La dimensione del referente riguarda anche la distinzione tra «semiotico» e «semantico», che emerge negli articoli scritti tra il 1966 e il 1969, compresi nei Problemi di linguistica generale: se «semiotico» è tutto ciò che viene rappresentato dal sistema di segni descritto dallo strutturalismo classico, ciascuno dei quali segni ha una «significanza», ma non è coordinato a un referente, il termine «semantico» coincide con la frase e ha necessariamente una referenza.

Sono temi, questi, tramite i quali Benveniste entra in risonanza più che con i linguisti coevi, con altri intellettuali – studiosi appartenenti all’area della psicoanalisi, soprattutto – di quegli anni ribollenti. Non a caso, il saggio titolato «La soggettività nel linguaggio» venne inizialmente pubblicato nella rivista Journal de psychologie nel 1958; e fu d’altronde Lacan, che ambiva a una conferma da parte di Benveniste della sua tesi per cui l’inconscio sarebbe organizzato come un linguaggio, a sollecitare per la rivista La Psychanalyse il saggio titolato «Sulla funzione del linguaggio nella scoperta freudiana» (del 1956).

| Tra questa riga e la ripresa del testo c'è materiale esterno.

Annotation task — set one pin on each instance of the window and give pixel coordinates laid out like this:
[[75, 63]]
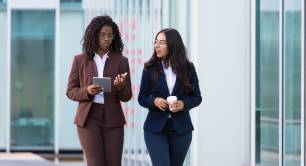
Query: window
[[32, 79]]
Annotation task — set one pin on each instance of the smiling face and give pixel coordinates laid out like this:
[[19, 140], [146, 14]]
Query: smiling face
[[106, 37], [160, 46]]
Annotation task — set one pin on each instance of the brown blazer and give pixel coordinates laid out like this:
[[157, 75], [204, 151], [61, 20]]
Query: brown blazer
[[82, 72]]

Più interessante ancora è il dialogo che Benveniste intraprese con la filosofia analitica, una corrente di pensiero guardata perlopiù con sospetto dai linguisti: nel 1963, una lunga appassionata discussione lo oppose a John Langshaw Austin, riconosciuto come il fondatore della pragmatica linguistica grazie al suo libro, titolato emblematicamente Come fare cose con le parole. Tra quelle righe, Benveniste rivendicava a sé l’individuazione dei verbi performativi (quelli che hanno il potere, nominando una azione, di renderla compiuta: «giurare», «promettere», «ordinare») distinti dai verbi costativi, che si limitano a descrivere una azione.

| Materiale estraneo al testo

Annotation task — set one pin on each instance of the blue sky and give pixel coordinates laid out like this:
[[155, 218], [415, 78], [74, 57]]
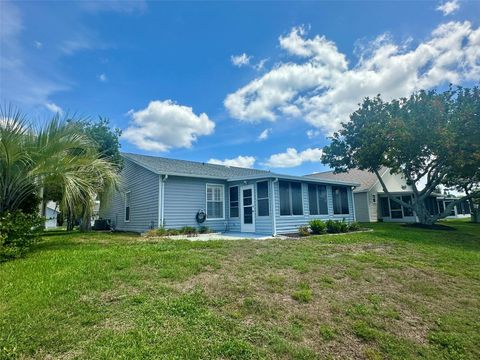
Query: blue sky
[[255, 83]]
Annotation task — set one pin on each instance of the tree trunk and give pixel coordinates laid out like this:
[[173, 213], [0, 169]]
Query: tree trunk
[[424, 216]]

Ai due volumi dei Problemi di linguistica generale (tradotti rispettivamente nel 1971 e nel 1985 dal Saggiatore) e al Vocabolario delle istituzioni europee (tradotto nel 1976 da Einaudi), si aggiungono ora le Ultime lezioni Collège de France, 1968-1969 (traduzione di Nicoletta di Vita, Neri Pozza, pp.224, € 25,00) il cui interesse sta nel presentare una testimonianza viva dell’attività didattica di Benveniste, nei due anni precedenti all’ictus che lo colpì nel dicembre del 1969, lasciandolo afasico. Ricostruite attraverso le note preparatorie redatte dallo stesso Benveniste e integrate (in un corpo tipografico diverso) dagli appunti presi da allievi che divennero a loro volta  importanti linguisti – Jean-Claude Coquet, Claudine Normand e Jacqueline Authier-Revuz – queste lezioni riprendono la distinzione tra «il semantico» e «il semiotico» come quadro generale e aggiungono una importante novità relativa al tema della scrittura (mai affrontato prima da Benveniste), probabilmente in risposta agli allora recenti libri di Derrida – La grammatologia e La scrittura e la differenza,  pubblicati, appunto, nel 1967 – dove il filosofo francese aveva polemizzato contro il «logocentrismo» di origine platonica.

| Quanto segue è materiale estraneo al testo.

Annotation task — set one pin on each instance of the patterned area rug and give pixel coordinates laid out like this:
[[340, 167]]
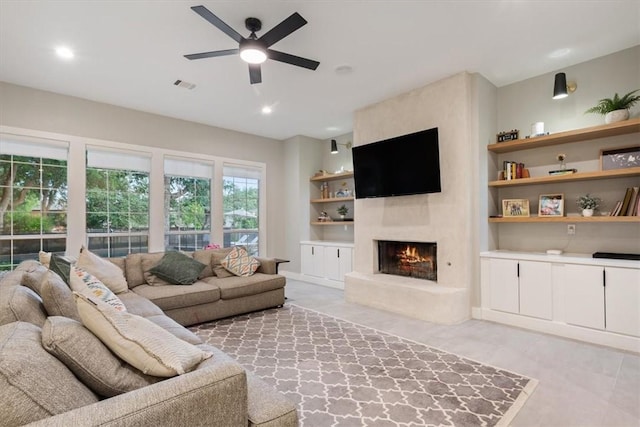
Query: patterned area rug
[[343, 374]]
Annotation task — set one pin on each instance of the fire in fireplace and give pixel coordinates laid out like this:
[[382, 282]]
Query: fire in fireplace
[[413, 259]]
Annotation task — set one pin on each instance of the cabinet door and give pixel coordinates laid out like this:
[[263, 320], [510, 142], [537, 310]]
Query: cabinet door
[[622, 300], [504, 285], [312, 260], [584, 295], [536, 289], [332, 263], [345, 262]]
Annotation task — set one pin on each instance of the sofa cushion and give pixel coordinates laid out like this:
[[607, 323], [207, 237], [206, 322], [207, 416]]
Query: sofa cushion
[[139, 341], [239, 262], [237, 287], [57, 297], [177, 268], [139, 305], [174, 296], [87, 284], [106, 271], [19, 303], [33, 383], [61, 266], [217, 256], [89, 359]]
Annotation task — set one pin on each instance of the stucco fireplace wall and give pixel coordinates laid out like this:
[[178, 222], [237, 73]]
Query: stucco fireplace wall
[[446, 217]]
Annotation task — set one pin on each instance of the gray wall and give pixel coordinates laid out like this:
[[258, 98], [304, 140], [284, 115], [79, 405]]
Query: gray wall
[[528, 101], [29, 108]]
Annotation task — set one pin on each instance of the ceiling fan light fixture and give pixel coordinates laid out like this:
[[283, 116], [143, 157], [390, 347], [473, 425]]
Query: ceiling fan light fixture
[[252, 51]]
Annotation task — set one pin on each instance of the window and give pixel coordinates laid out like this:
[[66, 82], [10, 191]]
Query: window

La domanda a cui Benveniste tenta di rispondere in otto delle sedici lezioni pubblicate nel volume è quale sia il rapporto tra la lingua e la scrittura, distaccandosi immediatamente dalla posizione di Saussure – per altri versi, sempre maestro ammirato – che aveva considerato la scrittura come «rappresentazione della lingua» e aveva confuso «la scrittura con l’alfabeto, e la lingua con una lingua moderna». Di contro, Benveniste istituisce, nelle sue lezioni, una fondamentale distinzione tra «la lingua sotto forma scritta» e «la scrittura» come sistema semiologico autonomo, portando, tra l’altro, esempi di lingue pittografiche e ideografiche che nulla hanno a che vedere con il parlato.